デザイン関連書籍ではないのだけれども、個人的には読んでおきたい二冊。
暗号解読 ロゼッタストーンから量子暗号まで
サイモン・シン
単行本: 509ページ
出版社: 新潮社 (2001/7/31)
ISBN-10: 4105393022
ISBN-13: 978-4105393021
発売日: 2001/7/31
商品の寸法: 20 x 14.5 x 4 cm
今日のインターネットの暗号化技術がどのように設計、構築されていったか、古代よりの暗号も含めて歴史的な観点から綴られたいわゆるひとつの歴史書。
SSL なんて気軽に言ってたり、ベリサインとか普通に会話に出てくるような業界で、その言葉の持つ重みを知ることができる良書。まー、興味ないとまったくもってわけのわからん内容だけど、推理小説を読むような感覚で読み進めることができます。
というか、インターネットの暗号化技術のくだりで、研究者の何気ない発想の転換の一節が妙にツボにはまってしまい、最後まで夢中になって読んじゃった。
メールを出すのもそういうものの積み重ねなんだねぇ。

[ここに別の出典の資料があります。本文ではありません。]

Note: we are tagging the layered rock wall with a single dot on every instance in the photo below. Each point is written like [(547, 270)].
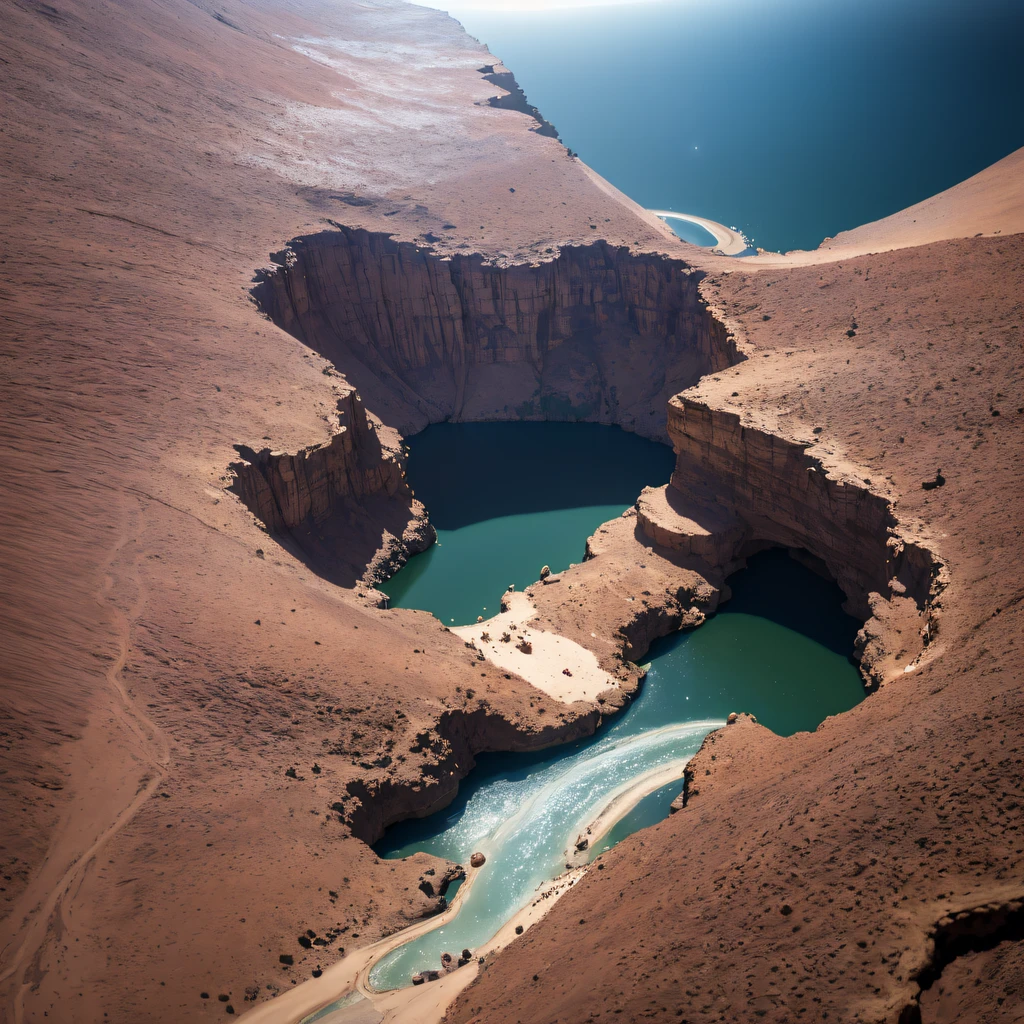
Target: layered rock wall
[(286, 489), (595, 334), (780, 494)]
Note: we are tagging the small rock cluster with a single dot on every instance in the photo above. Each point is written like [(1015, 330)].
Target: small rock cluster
[(449, 964)]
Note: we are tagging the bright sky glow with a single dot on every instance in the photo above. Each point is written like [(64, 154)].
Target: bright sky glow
[(455, 6)]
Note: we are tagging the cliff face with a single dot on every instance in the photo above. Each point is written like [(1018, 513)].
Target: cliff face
[(595, 334), (742, 487), (345, 502)]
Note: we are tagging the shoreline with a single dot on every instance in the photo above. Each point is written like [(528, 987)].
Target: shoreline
[(730, 242), (427, 1004), (623, 801), (551, 654)]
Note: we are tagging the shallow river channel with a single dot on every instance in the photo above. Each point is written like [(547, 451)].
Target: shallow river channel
[(509, 498)]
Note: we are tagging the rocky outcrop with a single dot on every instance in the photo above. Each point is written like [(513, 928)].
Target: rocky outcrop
[(448, 753), (514, 98), (595, 334), (345, 501), (286, 488), (740, 487)]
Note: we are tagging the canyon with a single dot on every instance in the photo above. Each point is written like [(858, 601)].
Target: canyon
[(206, 712)]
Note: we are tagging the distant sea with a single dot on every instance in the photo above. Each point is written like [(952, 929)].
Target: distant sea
[(792, 120)]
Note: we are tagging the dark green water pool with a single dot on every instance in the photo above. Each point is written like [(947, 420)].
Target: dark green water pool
[(779, 649), (507, 499)]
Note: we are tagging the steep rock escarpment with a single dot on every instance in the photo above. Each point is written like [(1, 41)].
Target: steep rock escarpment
[(446, 754), (345, 502), (595, 334), (737, 487)]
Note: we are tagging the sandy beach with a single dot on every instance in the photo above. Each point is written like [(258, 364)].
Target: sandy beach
[(729, 242), (427, 1004), (549, 655)]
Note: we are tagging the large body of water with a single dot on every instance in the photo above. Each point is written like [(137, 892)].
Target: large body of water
[(792, 120), (507, 499), (779, 649)]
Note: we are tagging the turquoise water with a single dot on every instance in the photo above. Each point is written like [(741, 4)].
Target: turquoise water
[(691, 232), (792, 120), (503, 507), (779, 649)]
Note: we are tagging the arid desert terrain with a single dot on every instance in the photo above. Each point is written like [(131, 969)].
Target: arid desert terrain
[(248, 247)]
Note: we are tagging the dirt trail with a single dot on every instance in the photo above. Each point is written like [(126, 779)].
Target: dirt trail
[(46, 902)]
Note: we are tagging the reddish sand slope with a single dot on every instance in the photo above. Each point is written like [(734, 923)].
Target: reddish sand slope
[(165, 662)]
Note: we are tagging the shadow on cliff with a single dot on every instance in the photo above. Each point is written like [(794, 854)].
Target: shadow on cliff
[(595, 334), (470, 472)]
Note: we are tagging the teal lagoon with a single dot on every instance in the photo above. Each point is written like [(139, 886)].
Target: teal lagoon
[(778, 649)]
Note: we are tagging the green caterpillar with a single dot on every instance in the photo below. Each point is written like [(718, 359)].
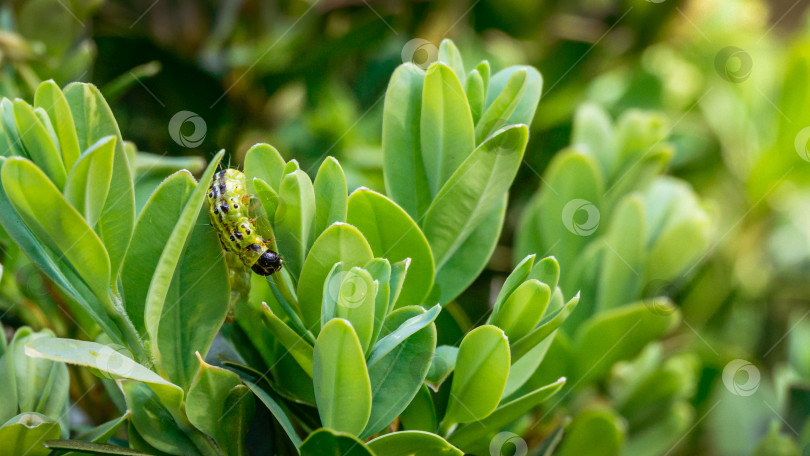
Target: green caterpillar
[(228, 201)]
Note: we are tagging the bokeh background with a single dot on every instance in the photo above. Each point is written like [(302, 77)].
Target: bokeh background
[(731, 76)]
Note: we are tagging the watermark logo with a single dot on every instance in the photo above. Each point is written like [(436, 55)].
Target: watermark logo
[(572, 217), (179, 126), (420, 52), (733, 64), (505, 441), (741, 377)]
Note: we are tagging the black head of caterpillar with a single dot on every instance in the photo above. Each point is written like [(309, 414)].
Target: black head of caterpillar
[(228, 201)]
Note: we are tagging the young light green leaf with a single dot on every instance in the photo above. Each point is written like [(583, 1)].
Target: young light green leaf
[(38, 143), (449, 55), (405, 177), (469, 437), (155, 224), (106, 359), (154, 422), (482, 367), (550, 324), (523, 309), (476, 94), (501, 108), (88, 183), (476, 188), (397, 376), (50, 98), (171, 256), (330, 195), (295, 219), (388, 343), (56, 223), (524, 112), (25, 433), (446, 126), (471, 257), (327, 442), (392, 234), (263, 161), (339, 243), (296, 346), (413, 443), (601, 425), (342, 387), (355, 299), (277, 410), (94, 120)]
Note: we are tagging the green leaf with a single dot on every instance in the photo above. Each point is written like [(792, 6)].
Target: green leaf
[(469, 437), (51, 262), (340, 243), (80, 446), (325, 442), (524, 111), (264, 162), (12, 144), (405, 177), (416, 323), (620, 334), (205, 402), (471, 257), (342, 388), (94, 120), (523, 309), (239, 408), (501, 108), (38, 143), (446, 125), (476, 93), (105, 359), (392, 234), (547, 271), (50, 98), (152, 231), (330, 195), (56, 223), (296, 346), (24, 434), (550, 324), (620, 280), (599, 432), (518, 275), (153, 421), (171, 256), (578, 186), (195, 307), (89, 181), (355, 302), (441, 366), (449, 55), (476, 188), (41, 385), (294, 220), (420, 415), (397, 376), (413, 443), (482, 367), (277, 410)]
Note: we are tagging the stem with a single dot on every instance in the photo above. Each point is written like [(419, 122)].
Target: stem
[(133, 340)]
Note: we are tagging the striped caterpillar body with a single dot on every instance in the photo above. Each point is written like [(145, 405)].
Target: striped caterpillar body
[(228, 202)]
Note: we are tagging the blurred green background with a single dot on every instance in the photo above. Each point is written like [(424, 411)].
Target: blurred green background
[(731, 76)]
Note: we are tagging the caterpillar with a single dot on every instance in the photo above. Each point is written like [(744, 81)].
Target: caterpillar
[(228, 201)]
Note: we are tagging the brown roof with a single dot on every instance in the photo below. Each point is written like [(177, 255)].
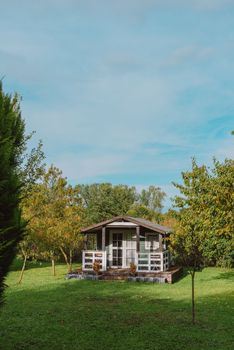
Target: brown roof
[(138, 221)]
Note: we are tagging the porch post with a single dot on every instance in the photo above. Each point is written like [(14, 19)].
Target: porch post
[(138, 238), (103, 238)]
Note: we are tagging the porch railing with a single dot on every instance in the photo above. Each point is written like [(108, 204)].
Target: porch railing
[(90, 256), (152, 262)]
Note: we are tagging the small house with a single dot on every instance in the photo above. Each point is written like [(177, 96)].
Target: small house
[(122, 240)]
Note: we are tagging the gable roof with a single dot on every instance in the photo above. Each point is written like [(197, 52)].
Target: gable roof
[(138, 221)]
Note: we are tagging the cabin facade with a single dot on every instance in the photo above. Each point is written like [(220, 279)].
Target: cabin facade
[(123, 240)]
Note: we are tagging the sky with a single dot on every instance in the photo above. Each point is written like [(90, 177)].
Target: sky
[(123, 91)]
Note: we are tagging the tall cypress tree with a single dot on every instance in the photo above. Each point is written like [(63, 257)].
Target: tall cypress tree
[(12, 146)]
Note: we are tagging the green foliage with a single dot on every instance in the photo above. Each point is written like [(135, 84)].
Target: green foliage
[(98, 315), (54, 211), (12, 146), (152, 198), (103, 201), (206, 214)]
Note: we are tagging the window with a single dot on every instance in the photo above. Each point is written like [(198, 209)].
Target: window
[(91, 241), (151, 241)]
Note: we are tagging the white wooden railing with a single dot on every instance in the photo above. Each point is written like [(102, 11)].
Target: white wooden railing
[(152, 262), (90, 256)]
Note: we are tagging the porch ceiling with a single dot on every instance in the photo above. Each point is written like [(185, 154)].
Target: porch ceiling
[(128, 221)]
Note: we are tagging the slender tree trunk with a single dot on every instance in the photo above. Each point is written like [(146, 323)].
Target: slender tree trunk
[(53, 266), (193, 297), (65, 258), (23, 267)]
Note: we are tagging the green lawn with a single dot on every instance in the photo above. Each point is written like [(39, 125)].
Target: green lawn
[(48, 312)]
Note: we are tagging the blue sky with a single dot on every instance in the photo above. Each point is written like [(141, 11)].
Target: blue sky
[(123, 91)]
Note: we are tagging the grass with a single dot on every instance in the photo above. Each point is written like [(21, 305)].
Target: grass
[(47, 312)]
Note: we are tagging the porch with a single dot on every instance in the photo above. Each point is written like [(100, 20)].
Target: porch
[(124, 242), (144, 262)]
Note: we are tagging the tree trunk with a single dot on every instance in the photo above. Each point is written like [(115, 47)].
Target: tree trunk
[(193, 297), (53, 266), (65, 258), (23, 267)]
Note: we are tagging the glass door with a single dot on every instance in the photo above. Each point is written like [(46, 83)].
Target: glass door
[(117, 249)]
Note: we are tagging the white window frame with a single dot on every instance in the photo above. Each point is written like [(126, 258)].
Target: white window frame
[(147, 242)]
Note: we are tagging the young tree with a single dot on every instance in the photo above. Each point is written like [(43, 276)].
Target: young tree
[(53, 211), (12, 145), (205, 225)]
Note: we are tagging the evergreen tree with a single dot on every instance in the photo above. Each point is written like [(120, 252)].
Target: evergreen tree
[(12, 146)]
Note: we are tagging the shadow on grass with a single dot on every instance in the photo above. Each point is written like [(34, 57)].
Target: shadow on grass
[(30, 264), (227, 275), (112, 315)]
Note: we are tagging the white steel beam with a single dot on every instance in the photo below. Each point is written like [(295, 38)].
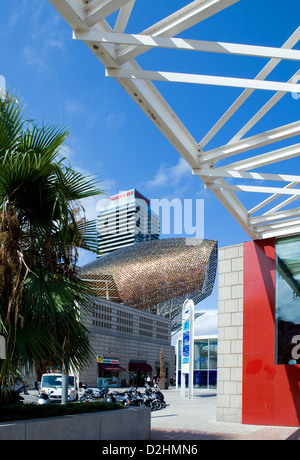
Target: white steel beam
[(117, 50), (253, 189), (95, 14), (253, 142), (124, 16), (272, 198), (265, 159), (290, 43), (271, 217), (236, 174), (203, 80), (294, 229), (151, 41), (178, 22)]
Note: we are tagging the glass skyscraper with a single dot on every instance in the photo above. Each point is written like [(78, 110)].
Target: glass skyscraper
[(126, 220)]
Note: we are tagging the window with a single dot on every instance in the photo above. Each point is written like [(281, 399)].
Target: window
[(287, 309)]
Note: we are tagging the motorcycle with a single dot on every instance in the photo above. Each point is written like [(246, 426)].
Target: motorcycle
[(90, 394), (44, 398)]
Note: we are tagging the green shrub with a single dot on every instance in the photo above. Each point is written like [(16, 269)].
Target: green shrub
[(16, 412)]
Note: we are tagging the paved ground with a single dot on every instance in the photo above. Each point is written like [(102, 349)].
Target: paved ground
[(195, 419)]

恐れ多いわ。
アンダーグラウンド
村上春樹
単行本: 727ページ
出版社: 講談社 (1997/03)
ISBN-10: 4062085755
ISBN-13: 978-4062085755
発売日: 1997/03
商品の寸法: 18.8 x 14.4 x 4.8 cm
一九九五年に起こった地下鉄サリン事件の被害者を、村上春樹が直接一人一人にインタビューしたドキュメンタリー。
もしかしたら、自分も被害者になっていたかもしれないタイミングで実は地下鉄に乗ってた、という衝撃の一日。
都内全般が慌ただしくなる中で、実際の渦中にあって、いったい何が起こったのかさっぱり分からない状況。本気で戦争でも始まったのかと思った、という。
六本木にいたんですよ。その時。いやぁ、だからこそ、この本は読まなくてはならん、という感じで発売当時に読んでます。非常に、非常に胸にくる一冊。
デザイナーというよりも、日本人としては読まなければいけないだろうと。